The radio station is surely the infamous Dr. John R. Brinkley's border blaster XERA-AM (formerly XER-AM), which broadcast out of Del Rio in Villa Acuña, Coahuila, throughout the 1930s. The Del Rio station became known as Hillbilly Hollywood, helping to launch the careers of a number of country artists (including Patsy Montana, Jimmie Rodgers, Red Foley, The Carter Family, and many others).
Brinkey's main purpose in setting up the station, however, was to continue promoting his bizarre goat gland treatments which he posited as a cure for impotence. It was because of his earlier experiments in transplanting goat testes into men throughout the U.S. that Brinkley had originally been chased out of the country. The station was eventually closed by the Mexican government in 1939 following U.S. pressure. *
You can read more on Brinkley and the Mexican border blasters, as well as listen to an extract from one of his goat gland adverts, here.

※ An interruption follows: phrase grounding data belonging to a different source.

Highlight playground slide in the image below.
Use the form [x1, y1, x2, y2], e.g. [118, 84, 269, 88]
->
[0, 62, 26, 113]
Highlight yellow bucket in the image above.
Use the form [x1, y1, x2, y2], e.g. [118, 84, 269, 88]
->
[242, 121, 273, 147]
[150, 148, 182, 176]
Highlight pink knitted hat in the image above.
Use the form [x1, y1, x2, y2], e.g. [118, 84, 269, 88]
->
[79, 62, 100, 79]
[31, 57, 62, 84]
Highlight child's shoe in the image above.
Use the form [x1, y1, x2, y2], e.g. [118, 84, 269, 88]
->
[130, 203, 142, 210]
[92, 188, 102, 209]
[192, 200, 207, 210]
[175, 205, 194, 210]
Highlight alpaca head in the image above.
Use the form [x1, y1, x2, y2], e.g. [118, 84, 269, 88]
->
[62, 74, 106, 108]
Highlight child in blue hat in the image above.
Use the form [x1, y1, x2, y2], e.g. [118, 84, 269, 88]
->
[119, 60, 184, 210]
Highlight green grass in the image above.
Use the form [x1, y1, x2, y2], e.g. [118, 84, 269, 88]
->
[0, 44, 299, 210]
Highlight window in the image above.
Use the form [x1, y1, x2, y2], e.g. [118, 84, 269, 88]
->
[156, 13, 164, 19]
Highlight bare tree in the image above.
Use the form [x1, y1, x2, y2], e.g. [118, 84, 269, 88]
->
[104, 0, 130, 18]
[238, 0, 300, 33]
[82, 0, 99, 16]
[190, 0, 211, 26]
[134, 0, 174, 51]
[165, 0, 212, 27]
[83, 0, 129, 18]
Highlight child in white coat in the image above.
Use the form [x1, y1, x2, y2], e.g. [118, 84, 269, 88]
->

Needless to say, the quality of music played on Brinkley's station was more reliable than the medical advice.
* Although McCarthy rarely provides specific dates in the novel, it does appear he has taken some liberties here. Having already referenced Hawbaker’s book from 1941, Brinkley’s station at Acuña shut down in late 1939 and broadcasting from the station did not resume until 1947 as XERF-AM.
Most of The Crossing’s other historical references add up if we take the years 1941 to 1945 as the period of the novel’s setting.